«Querétaro»

Por Eduardo Varas

El mérito es de Gael García Bernal. Punto. Debe ser, ¿no? Porque si uno revisa el video que acompañó a la candidatura de la palabra “Querétaro”, en ese concurso organizado por el Instituto Cervantes para encontrar la palabra más hermosa del castellano, quedará jugando malabares entre sensaciones como la dulzura y la tontería: “… escrita es preciosa. Es larga y tiene esta mezcla entre de la ‘q’, la ‘u’ y la ‘e’. La ‘u’ que es silenciosa, pero que es necesaria en su espacio, ¿no? Si no querer no sería querer”. Así, con una sesuda justificación, Querétaro obtuvo 5849 votos de los 33 mil que se recibieron y se llevó el listón. “Gracias”, “Sueño”, “Libertad” y hasta “Jesús” quedaron de refilón (probablemente con una evidente tristeza en el rostro de quienes las propusieron, como Juan Luis Guerra, Raphael y Mario Vargas Llosa, entre otros).

Pero lejos de cualquier precisión (hasta Shakira entró en la contienda y propuso “meliflua”) y de alguna broma o elucubración que se pudo haber hecho alrededor de la palabra ganadora (¿quedan dudas de que si García Bernal proponía “ponzoña”, ésta no ganaba?), lo que resulta es importante. “Querétaro” es una palabra muy distinta a “Jesús” o “Libertad” y que el idioma se enfrente al sonido (y a otros criterios) antes que al sentido o al diccionario se vuelve señal indiscutible de su naturaleza vital. La palabra no es un cúmulo de significados, sino la eterna posibilidad del sentido, la arbitrariedad y lo hermoso y riesgoso que eso nos puede traer.

Hablar es gratis, el idioma no tiene un costo por usarlo, pero su existencia es pura praxis. Destruirlo y malograrlo es un camino importante para que tenga la flexibilidad que haga de la comunicación un acto de seres vivos… Pero nos cuesta verlo así.
La palabra es poder y sentencia. Es determinación y es prisión. Elías Canetti escribió en su gran novela “Auto de fe” que “En cuanto se llaman a las cosas por su verdadero nombre, pierden su peligroso hechizo”, pero nos está pasando lo contrario. Somos esclavos de sentidos que pervierten la opción vital de un idioma tan impresionante como el castellano, de tantos caminos y cadencias. Hoy eso quizás sea cierto porque, tomando como serio el criterio de Martin L. Gore (la cabeza creadora detrás de Depeche Mode), “las palabras son innecesarias, ellas solo pueden herir”. Términos como “corrupción”, “pelucón”, “neoliberal”, “prensa”, “comunista”, “izquierda” “ultraderecha”, “fe”, “patria”, “inseguridad”, “cadena”, “justicia”, “majestad”, entre otros, no han dado libertad de ningún tipo en Ecuador. Son yunques, ideas fijas e inamovibles, que destruyen. Palabras con sentidos congelados en el tiempo y que nos condenan a la nada, nos convierten en un tiburón que deja de moverse en mar abierto.

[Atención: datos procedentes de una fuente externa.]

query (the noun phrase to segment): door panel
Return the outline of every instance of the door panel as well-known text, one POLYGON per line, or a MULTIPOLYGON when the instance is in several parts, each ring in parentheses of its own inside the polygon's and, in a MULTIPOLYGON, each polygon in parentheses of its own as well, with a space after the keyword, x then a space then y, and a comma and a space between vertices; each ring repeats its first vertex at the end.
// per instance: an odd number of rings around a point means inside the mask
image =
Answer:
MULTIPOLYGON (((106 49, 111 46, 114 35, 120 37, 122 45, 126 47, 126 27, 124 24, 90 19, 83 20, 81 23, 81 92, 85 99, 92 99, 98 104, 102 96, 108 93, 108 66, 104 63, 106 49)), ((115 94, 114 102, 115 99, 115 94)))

El idioma no es un espacio de conflicto, sino de transformación y lo que ha hecho el Instituto Cervantes (más allá del resultado y la fanfarria que lo circunda) es muestra clara de eso. Sin embargo, cuando el castellano se convierte en grito de guerra de posturas que solo quieren acabarse, lo estamos condenando a la frialdad de un mausoleo de sentidos y negamos sus otros caminos. Las palabras no denotan únicamente, también connotan y ahí hay un acto firme de rebeldía. Usar la imaginación para hacer del idioma no el espacio de disputas (o de ideas de corrección política abismal) sino el auditorio del intercambio, de lo trascendente, de lo humano es lo único que nos queda… Lo demás ya se ha hecho y no ha resultado.